Table of contents
Initial problem
One of our production database suffered from hangs and we were obliged to shut it down, alert log error messages were:
Fri Feb 15 22:28:39 2013 PMON failed to acquire latch, see PMON dump Fri Feb 15 22:29:41 2013 PMON failed to acquire latch, see PMON dump Fri Feb 15 22:30:43 2013 PMON failed to acquire latch, see PMON dump Fri Feb 15 22:31:46 2013 PMON failed to acquire latch, see PMON dump .... Fri Feb 15 22:49:18 2013 WARNING: inbound connection timed out (ORA-3136) Fri Feb 15 22:49:18 2013 WARNING: inbound connection timed out (ORA-3136) |
We initially thought it was a bug as the Oracle release is 10.2.0.4 and same application, with more or less same behavior, was running well on at least two other sites.

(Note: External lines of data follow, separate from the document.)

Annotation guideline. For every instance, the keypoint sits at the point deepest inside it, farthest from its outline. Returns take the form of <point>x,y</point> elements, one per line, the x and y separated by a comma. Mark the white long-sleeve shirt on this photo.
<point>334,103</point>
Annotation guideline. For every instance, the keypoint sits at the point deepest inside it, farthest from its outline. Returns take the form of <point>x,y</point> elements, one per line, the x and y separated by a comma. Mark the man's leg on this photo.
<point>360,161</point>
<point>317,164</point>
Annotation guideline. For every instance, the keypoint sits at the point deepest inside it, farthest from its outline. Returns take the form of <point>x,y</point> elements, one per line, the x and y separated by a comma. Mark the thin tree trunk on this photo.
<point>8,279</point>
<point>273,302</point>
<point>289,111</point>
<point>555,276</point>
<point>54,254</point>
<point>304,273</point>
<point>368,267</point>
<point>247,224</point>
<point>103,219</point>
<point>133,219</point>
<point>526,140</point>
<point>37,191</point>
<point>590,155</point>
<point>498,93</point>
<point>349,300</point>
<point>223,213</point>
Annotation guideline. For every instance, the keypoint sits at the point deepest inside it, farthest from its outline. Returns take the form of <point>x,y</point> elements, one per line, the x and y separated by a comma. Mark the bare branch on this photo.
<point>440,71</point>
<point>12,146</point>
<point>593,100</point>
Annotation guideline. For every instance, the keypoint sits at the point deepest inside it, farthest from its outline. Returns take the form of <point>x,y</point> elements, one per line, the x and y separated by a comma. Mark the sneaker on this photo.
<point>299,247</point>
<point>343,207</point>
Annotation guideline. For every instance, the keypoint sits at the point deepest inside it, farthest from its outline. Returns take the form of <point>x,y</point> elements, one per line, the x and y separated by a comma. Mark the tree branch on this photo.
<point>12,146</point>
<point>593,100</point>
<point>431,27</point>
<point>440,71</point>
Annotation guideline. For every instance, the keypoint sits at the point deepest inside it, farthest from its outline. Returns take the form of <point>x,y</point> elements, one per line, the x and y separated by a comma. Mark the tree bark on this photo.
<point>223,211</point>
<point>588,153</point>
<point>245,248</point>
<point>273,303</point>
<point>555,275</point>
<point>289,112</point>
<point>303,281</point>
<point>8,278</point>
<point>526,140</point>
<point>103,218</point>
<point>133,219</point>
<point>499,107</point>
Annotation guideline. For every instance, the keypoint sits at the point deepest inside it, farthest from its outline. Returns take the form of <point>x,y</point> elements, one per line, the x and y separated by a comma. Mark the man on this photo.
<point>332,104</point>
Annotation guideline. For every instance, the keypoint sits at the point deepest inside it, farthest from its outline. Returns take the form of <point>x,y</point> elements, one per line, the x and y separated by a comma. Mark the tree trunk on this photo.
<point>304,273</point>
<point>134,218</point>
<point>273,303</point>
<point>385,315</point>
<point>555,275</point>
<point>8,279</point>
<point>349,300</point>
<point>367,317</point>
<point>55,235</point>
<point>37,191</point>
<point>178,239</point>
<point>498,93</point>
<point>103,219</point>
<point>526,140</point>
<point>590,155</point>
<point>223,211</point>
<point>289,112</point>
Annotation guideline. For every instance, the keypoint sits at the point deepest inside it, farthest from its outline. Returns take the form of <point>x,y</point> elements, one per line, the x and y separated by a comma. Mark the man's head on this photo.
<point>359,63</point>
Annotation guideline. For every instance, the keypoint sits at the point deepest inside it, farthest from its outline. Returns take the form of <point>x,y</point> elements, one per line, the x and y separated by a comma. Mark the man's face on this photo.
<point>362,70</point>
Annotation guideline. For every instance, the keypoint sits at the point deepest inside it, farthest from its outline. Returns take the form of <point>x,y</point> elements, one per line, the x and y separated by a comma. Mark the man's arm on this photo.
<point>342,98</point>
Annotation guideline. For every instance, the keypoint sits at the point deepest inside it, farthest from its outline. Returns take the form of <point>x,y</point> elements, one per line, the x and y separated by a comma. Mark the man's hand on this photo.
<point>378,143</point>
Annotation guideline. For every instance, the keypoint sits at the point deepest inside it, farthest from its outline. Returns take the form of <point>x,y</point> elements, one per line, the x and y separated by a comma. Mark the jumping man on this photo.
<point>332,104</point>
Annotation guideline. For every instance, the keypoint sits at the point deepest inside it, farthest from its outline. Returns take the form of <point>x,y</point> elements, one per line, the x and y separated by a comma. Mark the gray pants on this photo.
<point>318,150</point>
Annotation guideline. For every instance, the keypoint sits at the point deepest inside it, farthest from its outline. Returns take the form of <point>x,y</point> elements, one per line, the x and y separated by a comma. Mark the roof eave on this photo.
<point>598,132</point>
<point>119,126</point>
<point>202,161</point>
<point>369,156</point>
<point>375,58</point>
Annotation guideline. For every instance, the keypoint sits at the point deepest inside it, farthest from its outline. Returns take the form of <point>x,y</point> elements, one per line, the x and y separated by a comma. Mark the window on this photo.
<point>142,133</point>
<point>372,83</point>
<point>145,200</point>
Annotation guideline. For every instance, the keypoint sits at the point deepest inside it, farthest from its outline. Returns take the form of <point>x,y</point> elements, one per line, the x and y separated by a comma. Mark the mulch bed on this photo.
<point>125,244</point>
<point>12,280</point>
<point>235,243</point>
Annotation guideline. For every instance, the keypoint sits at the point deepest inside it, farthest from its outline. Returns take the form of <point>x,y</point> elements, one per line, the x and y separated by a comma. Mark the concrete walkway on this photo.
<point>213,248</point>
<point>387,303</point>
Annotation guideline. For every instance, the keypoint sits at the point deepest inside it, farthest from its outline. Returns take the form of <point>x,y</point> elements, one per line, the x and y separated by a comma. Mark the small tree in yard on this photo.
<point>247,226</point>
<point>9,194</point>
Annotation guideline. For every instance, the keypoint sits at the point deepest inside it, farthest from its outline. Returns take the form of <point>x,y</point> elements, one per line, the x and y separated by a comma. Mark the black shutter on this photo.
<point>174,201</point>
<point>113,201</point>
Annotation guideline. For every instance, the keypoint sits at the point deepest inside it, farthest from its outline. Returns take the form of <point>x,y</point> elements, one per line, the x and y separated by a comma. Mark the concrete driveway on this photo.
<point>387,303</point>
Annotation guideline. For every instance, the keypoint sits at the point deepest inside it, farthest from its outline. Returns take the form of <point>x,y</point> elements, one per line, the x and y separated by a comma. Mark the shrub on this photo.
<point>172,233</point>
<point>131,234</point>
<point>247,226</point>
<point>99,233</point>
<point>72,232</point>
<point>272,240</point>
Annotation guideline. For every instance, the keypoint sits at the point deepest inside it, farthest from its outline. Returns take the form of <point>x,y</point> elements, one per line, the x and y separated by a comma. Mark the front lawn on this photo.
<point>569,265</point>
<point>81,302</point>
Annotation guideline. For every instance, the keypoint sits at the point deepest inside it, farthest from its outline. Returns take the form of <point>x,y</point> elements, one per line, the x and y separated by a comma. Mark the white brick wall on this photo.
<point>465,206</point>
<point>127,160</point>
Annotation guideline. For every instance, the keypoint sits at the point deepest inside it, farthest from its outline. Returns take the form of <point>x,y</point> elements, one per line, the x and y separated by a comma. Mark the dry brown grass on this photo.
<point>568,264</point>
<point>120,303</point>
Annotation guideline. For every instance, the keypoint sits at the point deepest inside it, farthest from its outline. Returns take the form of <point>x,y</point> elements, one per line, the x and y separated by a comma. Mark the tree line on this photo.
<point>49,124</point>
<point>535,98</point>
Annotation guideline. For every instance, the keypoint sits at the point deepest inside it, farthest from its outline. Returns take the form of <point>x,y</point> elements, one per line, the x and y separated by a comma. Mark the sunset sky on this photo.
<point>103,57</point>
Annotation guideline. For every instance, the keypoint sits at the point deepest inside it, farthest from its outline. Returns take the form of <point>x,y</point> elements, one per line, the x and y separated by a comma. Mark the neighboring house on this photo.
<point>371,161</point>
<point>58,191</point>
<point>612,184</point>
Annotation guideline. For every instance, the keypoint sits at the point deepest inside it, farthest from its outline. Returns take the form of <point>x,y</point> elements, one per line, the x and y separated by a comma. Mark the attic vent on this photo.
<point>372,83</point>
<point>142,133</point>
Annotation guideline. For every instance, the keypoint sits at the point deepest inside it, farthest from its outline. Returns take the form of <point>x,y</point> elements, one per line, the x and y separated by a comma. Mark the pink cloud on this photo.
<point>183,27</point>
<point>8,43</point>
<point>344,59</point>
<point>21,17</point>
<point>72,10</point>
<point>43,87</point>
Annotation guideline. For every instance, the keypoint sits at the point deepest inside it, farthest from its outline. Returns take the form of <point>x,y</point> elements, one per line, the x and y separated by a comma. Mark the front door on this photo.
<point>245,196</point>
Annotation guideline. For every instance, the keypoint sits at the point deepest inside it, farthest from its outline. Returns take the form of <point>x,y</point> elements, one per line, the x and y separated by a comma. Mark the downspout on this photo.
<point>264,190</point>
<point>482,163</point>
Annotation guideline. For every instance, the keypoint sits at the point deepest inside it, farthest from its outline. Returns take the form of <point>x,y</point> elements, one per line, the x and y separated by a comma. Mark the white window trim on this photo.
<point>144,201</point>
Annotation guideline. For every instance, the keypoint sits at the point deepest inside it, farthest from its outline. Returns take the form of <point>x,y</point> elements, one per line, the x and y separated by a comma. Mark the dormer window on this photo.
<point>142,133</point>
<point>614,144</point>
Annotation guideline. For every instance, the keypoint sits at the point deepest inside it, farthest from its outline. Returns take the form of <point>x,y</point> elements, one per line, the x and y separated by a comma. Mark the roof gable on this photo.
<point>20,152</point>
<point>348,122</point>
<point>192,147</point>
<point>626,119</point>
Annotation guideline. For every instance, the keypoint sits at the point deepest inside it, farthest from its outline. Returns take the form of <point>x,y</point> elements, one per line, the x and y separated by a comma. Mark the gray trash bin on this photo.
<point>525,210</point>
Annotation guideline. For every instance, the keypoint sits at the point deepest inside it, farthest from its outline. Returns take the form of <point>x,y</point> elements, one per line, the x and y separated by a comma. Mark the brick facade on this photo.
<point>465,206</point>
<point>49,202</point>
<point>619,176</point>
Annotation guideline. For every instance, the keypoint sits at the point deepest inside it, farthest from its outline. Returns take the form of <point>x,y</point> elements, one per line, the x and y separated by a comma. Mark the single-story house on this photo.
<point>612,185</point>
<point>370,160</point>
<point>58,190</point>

And so tried to push Oracle support in this direction.
For such a severity 1 service request opened has been opened and we provided Hanganalyze and Systemstate dump files. First bad surprised was to discover that even if sustaining support was still there, reading dump file and help identifying a bug is included only in extended support contract, which we have not purchased…
Then after a tense discussion with Oracle support they directed us to work on SQL with high number of child and no execution. As a postmortem analysis the flow to reach this conclusion is not that obvious.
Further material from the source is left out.